Across nearly every topic, people are trusting the media less, according to a Gallup poll. As a journalist, what steps do you take to communicate trust and credibility in each story?

One big thing is to make sure you have different views represented in your articles or posts. You want to avoid writing a puff piece about how great something is, or a mere rant about how awful something is. Balance is key. If you can’t get the prime source with an opposing viewpoint to talk, you can at least state in your article that you reached out to them and they declined to comment.

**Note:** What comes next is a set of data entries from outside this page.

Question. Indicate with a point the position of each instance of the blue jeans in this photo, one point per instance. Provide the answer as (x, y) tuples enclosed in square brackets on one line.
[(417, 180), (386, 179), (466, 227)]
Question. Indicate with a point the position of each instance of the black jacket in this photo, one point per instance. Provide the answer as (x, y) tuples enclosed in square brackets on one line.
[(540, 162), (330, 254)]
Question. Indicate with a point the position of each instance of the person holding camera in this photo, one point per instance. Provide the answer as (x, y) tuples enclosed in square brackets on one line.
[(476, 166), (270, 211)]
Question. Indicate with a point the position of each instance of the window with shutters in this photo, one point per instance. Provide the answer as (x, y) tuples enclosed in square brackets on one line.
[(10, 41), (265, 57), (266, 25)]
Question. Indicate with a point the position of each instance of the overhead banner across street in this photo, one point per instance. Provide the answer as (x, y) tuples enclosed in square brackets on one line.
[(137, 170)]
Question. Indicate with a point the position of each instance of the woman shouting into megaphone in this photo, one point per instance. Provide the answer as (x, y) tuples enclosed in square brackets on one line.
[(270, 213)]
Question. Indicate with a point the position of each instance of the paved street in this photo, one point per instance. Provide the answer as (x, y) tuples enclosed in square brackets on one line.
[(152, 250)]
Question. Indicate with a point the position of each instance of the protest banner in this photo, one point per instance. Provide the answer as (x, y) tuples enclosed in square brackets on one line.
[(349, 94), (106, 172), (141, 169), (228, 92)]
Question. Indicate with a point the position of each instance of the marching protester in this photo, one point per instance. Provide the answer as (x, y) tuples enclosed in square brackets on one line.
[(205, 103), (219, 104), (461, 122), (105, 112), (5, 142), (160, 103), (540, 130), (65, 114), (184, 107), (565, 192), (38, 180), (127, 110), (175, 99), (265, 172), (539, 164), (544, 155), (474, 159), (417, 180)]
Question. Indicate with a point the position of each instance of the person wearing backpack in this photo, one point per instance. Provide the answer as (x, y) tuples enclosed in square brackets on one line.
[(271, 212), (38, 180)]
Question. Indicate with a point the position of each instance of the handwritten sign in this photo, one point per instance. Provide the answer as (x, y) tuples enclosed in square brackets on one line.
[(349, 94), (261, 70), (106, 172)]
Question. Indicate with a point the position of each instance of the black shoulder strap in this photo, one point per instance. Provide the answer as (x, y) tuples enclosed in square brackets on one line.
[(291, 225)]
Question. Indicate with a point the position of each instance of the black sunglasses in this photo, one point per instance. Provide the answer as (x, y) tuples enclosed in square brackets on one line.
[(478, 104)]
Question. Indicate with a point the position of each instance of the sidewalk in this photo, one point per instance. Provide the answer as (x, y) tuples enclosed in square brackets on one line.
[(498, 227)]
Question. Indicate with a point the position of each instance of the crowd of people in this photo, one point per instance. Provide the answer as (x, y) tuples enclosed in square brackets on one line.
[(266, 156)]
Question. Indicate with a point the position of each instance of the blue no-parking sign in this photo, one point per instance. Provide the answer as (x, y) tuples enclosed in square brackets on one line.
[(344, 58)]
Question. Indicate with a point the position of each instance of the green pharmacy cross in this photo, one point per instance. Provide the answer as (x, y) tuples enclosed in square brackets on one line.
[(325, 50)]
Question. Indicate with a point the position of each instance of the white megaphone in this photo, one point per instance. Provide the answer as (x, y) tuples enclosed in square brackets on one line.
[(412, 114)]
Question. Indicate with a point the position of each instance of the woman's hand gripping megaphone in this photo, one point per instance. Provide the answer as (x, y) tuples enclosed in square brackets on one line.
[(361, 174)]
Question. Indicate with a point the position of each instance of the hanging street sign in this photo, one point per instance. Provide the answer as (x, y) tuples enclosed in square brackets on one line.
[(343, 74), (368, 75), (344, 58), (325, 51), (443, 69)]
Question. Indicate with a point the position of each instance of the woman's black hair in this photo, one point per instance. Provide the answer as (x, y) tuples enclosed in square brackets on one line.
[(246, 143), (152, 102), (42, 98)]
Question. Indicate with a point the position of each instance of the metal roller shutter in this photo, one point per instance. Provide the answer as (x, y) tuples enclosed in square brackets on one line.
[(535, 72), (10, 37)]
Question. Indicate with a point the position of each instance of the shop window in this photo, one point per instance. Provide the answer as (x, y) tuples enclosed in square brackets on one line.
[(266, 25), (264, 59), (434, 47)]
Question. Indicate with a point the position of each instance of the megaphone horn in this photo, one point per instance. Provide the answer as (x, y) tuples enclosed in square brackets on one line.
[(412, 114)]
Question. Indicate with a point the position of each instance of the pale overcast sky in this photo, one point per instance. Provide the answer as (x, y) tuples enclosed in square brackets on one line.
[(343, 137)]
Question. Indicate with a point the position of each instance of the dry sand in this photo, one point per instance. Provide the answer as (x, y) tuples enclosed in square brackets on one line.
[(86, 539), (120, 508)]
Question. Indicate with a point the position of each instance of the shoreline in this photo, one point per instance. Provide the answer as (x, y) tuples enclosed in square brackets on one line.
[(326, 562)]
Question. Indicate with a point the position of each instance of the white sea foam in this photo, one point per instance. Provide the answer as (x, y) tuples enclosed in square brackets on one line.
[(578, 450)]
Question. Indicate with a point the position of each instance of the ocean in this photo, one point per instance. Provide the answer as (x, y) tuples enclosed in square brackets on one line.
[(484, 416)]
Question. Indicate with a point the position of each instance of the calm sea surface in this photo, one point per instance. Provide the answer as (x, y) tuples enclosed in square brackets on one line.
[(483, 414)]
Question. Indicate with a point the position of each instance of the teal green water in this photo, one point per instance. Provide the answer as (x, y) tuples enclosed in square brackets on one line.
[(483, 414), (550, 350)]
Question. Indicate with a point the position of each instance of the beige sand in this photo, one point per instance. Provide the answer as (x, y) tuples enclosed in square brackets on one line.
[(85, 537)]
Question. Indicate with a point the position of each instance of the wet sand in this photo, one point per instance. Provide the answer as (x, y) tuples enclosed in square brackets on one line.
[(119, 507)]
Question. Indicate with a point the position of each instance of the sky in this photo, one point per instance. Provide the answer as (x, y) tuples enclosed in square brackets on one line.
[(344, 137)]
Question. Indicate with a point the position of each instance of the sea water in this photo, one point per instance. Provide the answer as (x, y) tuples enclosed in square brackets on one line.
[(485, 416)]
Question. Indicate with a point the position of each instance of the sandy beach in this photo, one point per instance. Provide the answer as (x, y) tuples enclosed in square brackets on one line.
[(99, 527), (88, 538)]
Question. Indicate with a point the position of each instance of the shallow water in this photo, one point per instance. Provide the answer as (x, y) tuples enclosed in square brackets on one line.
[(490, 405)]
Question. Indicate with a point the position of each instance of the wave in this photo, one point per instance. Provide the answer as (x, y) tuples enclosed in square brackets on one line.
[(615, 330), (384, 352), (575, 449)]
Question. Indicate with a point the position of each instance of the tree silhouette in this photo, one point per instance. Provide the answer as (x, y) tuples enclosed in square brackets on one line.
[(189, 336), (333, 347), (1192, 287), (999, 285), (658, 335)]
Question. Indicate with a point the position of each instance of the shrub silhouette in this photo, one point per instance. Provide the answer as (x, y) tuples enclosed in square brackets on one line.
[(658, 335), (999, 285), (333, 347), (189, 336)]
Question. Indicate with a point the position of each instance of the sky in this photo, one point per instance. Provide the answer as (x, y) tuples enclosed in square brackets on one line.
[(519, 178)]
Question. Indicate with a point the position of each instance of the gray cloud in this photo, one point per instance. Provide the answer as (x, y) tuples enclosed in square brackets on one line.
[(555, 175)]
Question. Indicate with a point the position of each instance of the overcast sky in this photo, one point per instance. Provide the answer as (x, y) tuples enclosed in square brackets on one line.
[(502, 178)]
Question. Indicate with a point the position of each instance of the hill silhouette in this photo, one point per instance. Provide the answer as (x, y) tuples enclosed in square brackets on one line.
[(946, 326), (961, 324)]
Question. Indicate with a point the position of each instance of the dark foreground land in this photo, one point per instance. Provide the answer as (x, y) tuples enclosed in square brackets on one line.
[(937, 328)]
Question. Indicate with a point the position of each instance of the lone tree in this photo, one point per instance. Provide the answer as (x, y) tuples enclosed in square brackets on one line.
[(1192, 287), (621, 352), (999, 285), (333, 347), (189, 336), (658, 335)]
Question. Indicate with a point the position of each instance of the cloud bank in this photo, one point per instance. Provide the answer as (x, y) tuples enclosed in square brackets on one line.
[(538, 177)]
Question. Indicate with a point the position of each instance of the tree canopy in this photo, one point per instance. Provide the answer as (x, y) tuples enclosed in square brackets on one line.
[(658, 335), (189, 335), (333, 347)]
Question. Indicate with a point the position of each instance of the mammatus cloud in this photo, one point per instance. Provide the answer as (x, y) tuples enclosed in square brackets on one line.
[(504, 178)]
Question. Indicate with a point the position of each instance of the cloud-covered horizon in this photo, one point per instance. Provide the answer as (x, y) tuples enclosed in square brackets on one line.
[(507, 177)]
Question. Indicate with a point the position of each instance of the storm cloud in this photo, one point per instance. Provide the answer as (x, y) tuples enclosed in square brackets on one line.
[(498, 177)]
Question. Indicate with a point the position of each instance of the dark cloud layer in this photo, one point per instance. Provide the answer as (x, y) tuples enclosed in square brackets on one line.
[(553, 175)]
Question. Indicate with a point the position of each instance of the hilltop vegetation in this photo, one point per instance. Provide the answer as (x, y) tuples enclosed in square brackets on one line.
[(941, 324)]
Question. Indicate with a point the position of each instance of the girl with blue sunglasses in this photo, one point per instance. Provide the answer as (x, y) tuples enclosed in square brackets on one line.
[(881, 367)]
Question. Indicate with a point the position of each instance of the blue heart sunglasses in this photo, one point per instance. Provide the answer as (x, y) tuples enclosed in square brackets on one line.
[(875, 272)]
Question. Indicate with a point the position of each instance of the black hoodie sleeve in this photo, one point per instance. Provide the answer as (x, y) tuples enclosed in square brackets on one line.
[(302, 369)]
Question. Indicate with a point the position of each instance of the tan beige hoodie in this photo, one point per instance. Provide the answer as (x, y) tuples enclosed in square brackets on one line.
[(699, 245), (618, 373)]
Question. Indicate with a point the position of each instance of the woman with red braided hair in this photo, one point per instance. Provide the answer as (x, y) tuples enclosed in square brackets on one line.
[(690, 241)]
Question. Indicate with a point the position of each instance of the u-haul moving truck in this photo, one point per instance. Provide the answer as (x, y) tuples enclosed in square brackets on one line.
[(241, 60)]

Even with trade magazines or magazines published content marketing agencies, which are often beholden to the advertiser or the client, you can bring in different viewpoints; for example, I like to ask sources the pros and cons of X, or what the biggest challenges were to Y, the biggest mistakes they made with Z. That way it’s not all “Everything is awesome!” Readers want to see the real deal, not the airbrushed version of reality.

What projects have you worked on that were particularly challenging from the credibility perspective, and why?

I can’t think of a particular project, but I remember several cases where the editor had a very specific idea or point they wanted to push, and when I did the research it just didn’t pan out. It was tough because you don’t want to disappoint an editor, but you don’t want to write a piece on an angle that the expert sources are all telling you is B.S. Talk about risking your credibility as a journalist!

In those cases I had to let the editor know the angle wasn’t working out, and suggest different angles to the story that would work. There was only one case where the editor got angry about it — but oh well!

How do you ensure your sources contribute to the credibility of a story? What tools do you use to record in-person and phone interviews?

In general, it’s best to find sources who don’t have something to sell. Of course, everyone you talk to has something to sell, even if it’s just an idea or a position on a certain topic. However, if you’re writing a piece on, say, how to get the best sleep, you wouldn’t want to interview the CEO of a mattress company. You’d want to reach out to medical clinics, sleep researchers, and so on.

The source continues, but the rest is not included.